La guerra y el amor
Daniel 4:19
“Señor mío sea el sueño para los que te odian y su interpretación para tus adversarios”.
No fueron sólo palabras de cortesía y respeto que usualmente se oían en la corte sino salidas del verdadero corazón de un ministro de Dios, un hijo de la deportación que le habla al gobernante que conquistó y masacró su nación. No siente odio político ni rabia para los enemigos de su pueblo. Su teología le permitía “amar a sus enemigos” o por lo menos a los que fueron sus enemigos y ahora son los esclavistas.
Digo su teología porque miraba las desgracias de su nación en manos de la otra como largamente anunciada por los profetas y merecida por su patria, y que como castigo le había caído encima por decreto de la soberanía de Dios. Daniel enseña lo que es amor tras la guerra, al amor de los vencidos para los vencedores; introduce el olvido, el perdón, la cooperación con aquellos mismos que fueron los invasores.

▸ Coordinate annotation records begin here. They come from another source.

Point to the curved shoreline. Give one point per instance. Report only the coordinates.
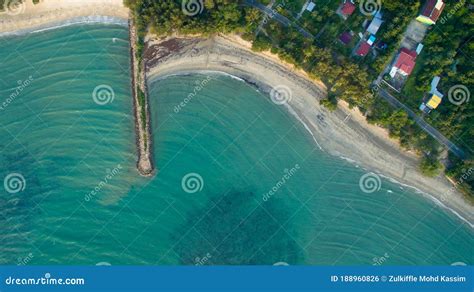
(339, 133)
(50, 14)
(95, 19)
(305, 107)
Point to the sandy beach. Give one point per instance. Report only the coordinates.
(28, 16)
(344, 133)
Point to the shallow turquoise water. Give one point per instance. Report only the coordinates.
(230, 137)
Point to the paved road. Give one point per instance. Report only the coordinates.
(278, 17)
(423, 124)
(387, 96)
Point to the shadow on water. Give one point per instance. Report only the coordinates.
(237, 229)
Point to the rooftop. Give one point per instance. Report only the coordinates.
(348, 8)
(405, 61)
(433, 9)
(363, 49)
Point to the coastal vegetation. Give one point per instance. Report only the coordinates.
(447, 53)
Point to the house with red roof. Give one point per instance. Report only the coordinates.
(404, 63)
(363, 49)
(346, 9)
(431, 11)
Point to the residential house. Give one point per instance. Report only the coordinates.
(374, 26)
(431, 11)
(310, 6)
(346, 9)
(404, 63)
(434, 97)
(363, 49)
(346, 38)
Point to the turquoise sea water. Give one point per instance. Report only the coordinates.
(240, 181)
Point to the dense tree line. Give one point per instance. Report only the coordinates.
(448, 46)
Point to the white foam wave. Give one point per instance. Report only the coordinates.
(93, 19)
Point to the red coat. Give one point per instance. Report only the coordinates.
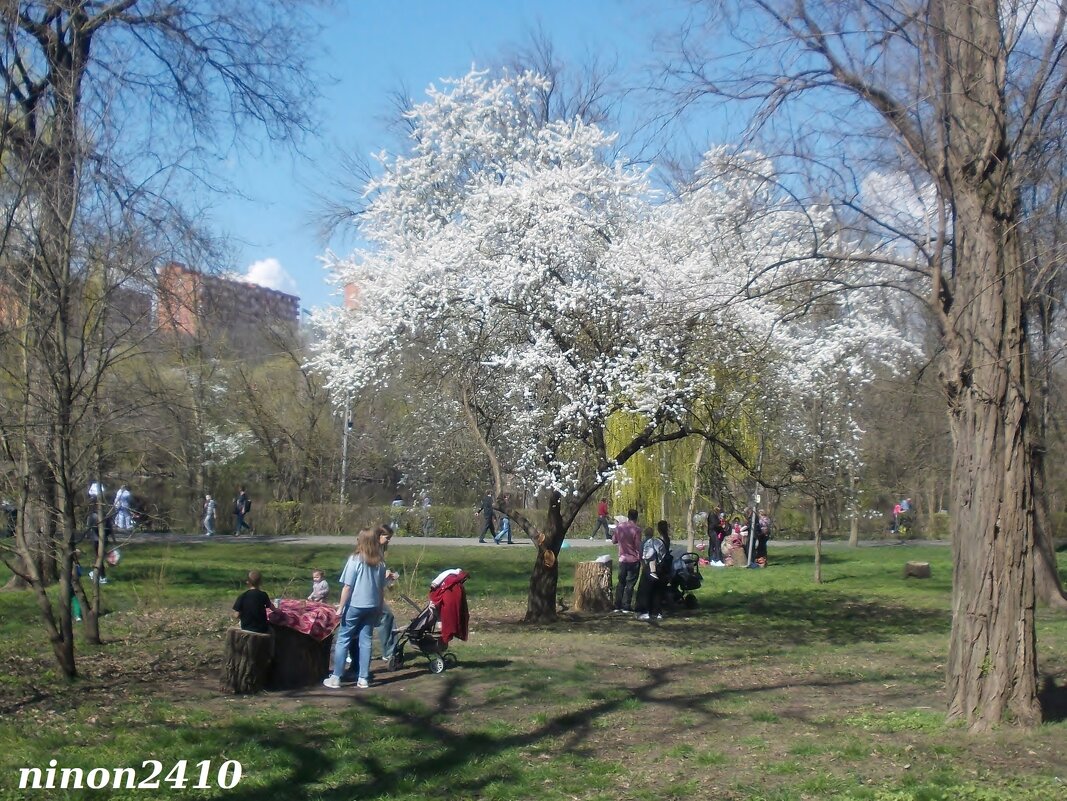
(450, 599)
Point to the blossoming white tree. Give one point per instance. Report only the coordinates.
(545, 292)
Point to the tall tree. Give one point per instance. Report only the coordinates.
(106, 103)
(537, 275)
(960, 94)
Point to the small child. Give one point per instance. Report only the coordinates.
(252, 606)
(505, 530)
(320, 589)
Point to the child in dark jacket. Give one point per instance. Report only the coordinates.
(252, 605)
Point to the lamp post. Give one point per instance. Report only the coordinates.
(344, 445)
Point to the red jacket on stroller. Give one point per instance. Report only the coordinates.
(450, 599)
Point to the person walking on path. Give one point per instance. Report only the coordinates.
(717, 530)
(602, 521)
(505, 531)
(123, 509)
(487, 515)
(362, 599)
(210, 515)
(762, 534)
(627, 537)
(242, 506)
(386, 626)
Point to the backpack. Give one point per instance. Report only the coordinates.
(666, 565)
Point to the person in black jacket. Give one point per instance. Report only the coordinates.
(252, 605)
(242, 506)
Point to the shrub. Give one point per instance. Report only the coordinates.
(938, 526)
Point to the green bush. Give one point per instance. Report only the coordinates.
(938, 526)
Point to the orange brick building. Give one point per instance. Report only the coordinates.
(195, 303)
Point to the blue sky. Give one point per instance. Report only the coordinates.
(370, 48)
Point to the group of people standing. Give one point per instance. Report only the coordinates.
(751, 527)
(242, 507)
(645, 563)
(361, 608)
(488, 512)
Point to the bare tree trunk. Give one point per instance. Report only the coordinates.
(817, 516)
(690, 533)
(494, 463)
(854, 517)
(544, 579)
(992, 650)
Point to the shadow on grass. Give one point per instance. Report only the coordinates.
(1053, 701)
(442, 759)
(780, 617)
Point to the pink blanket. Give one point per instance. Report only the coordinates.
(307, 617)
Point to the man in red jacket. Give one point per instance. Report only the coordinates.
(627, 537)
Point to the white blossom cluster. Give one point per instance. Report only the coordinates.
(512, 263)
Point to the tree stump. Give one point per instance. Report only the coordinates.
(592, 587)
(917, 570)
(299, 660)
(248, 661)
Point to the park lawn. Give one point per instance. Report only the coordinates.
(774, 688)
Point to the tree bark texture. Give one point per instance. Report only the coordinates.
(544, 578)
(299, 660)
(592, 587)
(248, 661)
(992, 655)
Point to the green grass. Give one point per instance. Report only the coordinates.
(774, 688)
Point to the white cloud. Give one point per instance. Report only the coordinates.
(270, 273)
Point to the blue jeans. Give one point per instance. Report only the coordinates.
(624, 590)
(355, 637)
(386, 637)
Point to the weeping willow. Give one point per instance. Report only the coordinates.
(658, 481)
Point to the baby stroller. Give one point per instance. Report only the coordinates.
(685, 580)
(442, 619)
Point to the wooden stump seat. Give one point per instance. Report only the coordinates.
(284, 659)
(917, 570)
(248, 660)
(592, 587)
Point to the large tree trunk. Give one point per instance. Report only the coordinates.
(992, 651)
(544, 579)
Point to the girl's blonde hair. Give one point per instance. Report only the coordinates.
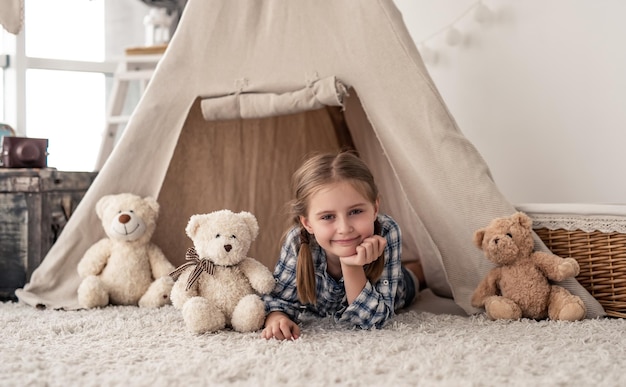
(317, 172)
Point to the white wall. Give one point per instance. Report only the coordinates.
(540, 90)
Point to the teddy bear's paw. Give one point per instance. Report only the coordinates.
(500, 308)
(158, 294)
(568, 268)
(91, 293)
(572, 312)
(202, 316)
(249, 314)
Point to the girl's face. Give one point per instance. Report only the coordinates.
(340, 218)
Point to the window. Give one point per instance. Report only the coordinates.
(60, 73)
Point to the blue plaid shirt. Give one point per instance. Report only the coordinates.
(375, 305)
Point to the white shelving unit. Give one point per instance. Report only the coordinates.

Las guerras generalmente lo que dejan es odio y más odio, rencores e inolvidables e imperdonables horrores, y los descendientes de los sobrevivientes no pueden vivir sanamente por las verdades históricas que padres y maestros transmiten, algunas veces con deseos de inocular hasta el alma la retribución y la venganza, y no les dejan quitarse de la memoria los sonidos de los grillos y cadenas con que les sujetaron las manos y los pies para emprender el largo recorrido hacia el extranjero, y no dejándoles dormir ni morir aquellas añejas amarguras, y se las despiertan y resucitan con los cantos de “odio eterno” a los que los saquearon, explotaron y rompieron su cultura.
El odio no será eterno, nunca lo ha sido, el amor sí es eterno. Se sacan lecciones de la historia y no se les inocula odio, se hacen pueblos nuevos mentalmente sanos. Por eso Daniel le dijo al rey Nabucodonosor, “Señor mío sea todo lo malo de la revelación de este sueño para los que te odian y su interpretación para tus adversarios”, y el rey miró admirado a aquel joven que ya era distinto a los que en su misma ciudad anhelaban estrellar los niños de los babilonios contra las piedras (Sal. 137:1-9).